Christine que nous avons interviewée indique, sans détour, qu’elle s’est prostituée pendant quelques années, après qu’elle se soit retrouvée à la rue, enceinte de cinq mois, au décès de son ami, sans emploi et rejetée par sa famille parce que toxicomane et séropositive. Pour elle, la prostitution était la seule alternative valable aux vols qui l’ont immanquablement conduite en prison, dont une fois pour un an.

Ben j’ai rencontré le papa, des enfants, lui ben disons il buvait de l’alcool et moi j’étais droguée, beaucoup de médicaments, de l’alcool, tout ce que je pouvais prendre, le crack.

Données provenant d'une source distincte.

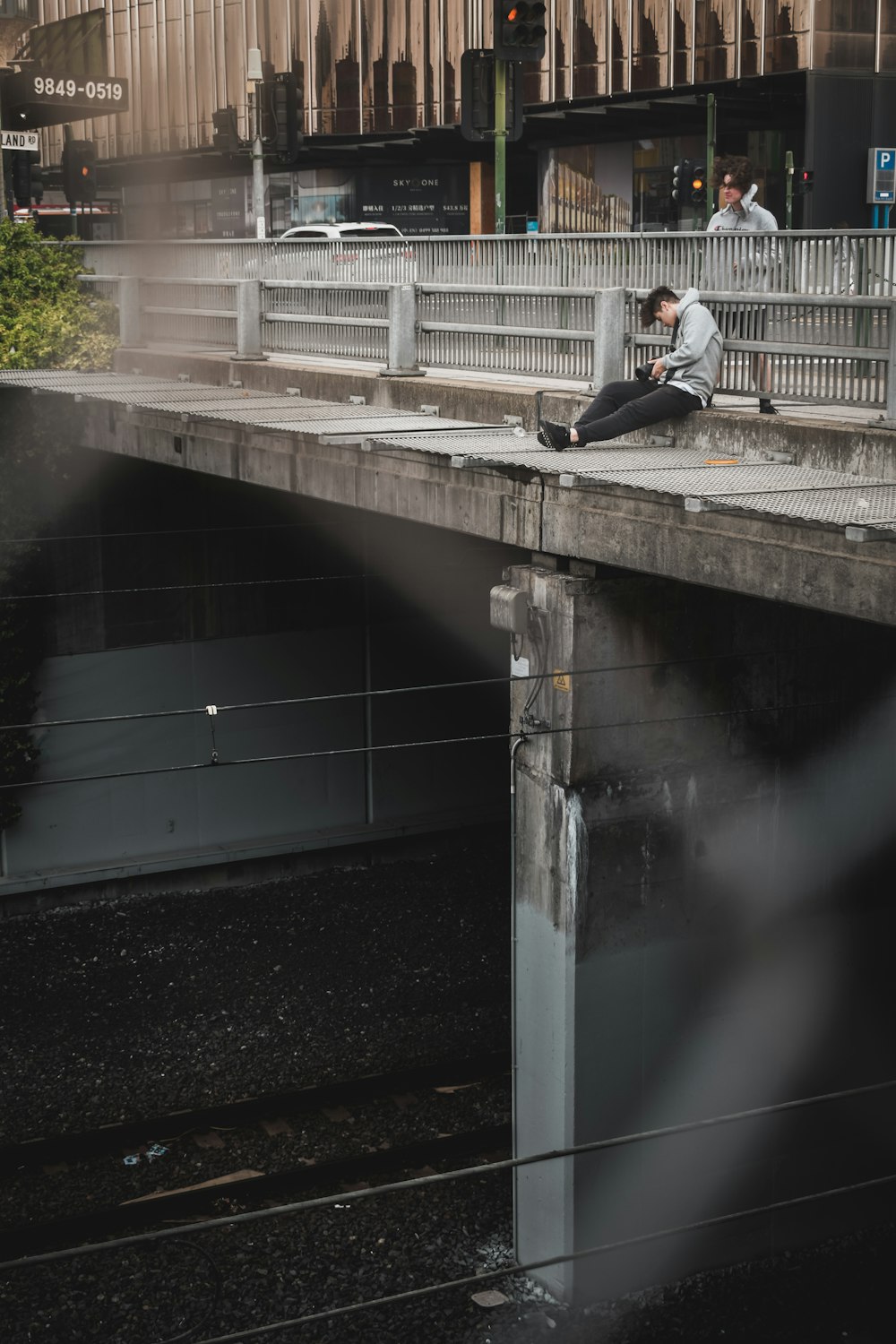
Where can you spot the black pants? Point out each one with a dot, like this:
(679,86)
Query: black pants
(619,408)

Disons que comme aussi j’avais pas mal de revenus, avec la prostitution, tout partait dans l’hôtel, euh, la drogue, c’était infernal quoi. Et là quand je l’ai connu, il m’a proposé de m’aider et là j’ai décroché (rires), durement, pendant quelques semaines.

Martine, par contre, n’avait pas abordé cette question lors de l’interview, mais le dira finalement au cours d’un entretien plus informel « Moi mon père je ne l’ai pas vu

depuis vingt ans. C’est quelqu’un de très rigide. Pour lui, je suis qu’une prostituée. Il voit pas que j’ai changé que je suis une mère, avec deux enfants ». Elle situe ainsi la

prostitution dans un avant, comme la toxicomanie, une étape de son parcours de vie qui « lui colle à la peau ».

Cet engrenage entre la drogue, le besoin d’argent et la prostitution comme solution « facile » et moins risquée au niveau des rencontres avec la police est bien décrit dans le roman « Moi, Christiane F., 16 ans, droguée, prostituée » (op. cit.). Pourtant, le témoignage de femmes toxicomanes montre que cette activité n’est justement pas perçue comme un moyen « facile » par les femmes, mais plutôt comme le dernier moyen, auquel souvent elles ne se résolvent qu’en ultime recours. La maternité est un moteur puissant dans cette décision, la prostitution étant somme toute moins risquée d’un point de vue pénal, alors qu’elles craignent par dessus tout de « tomber » (se retrouver en prison) ce qui signifierait le placement des enfants.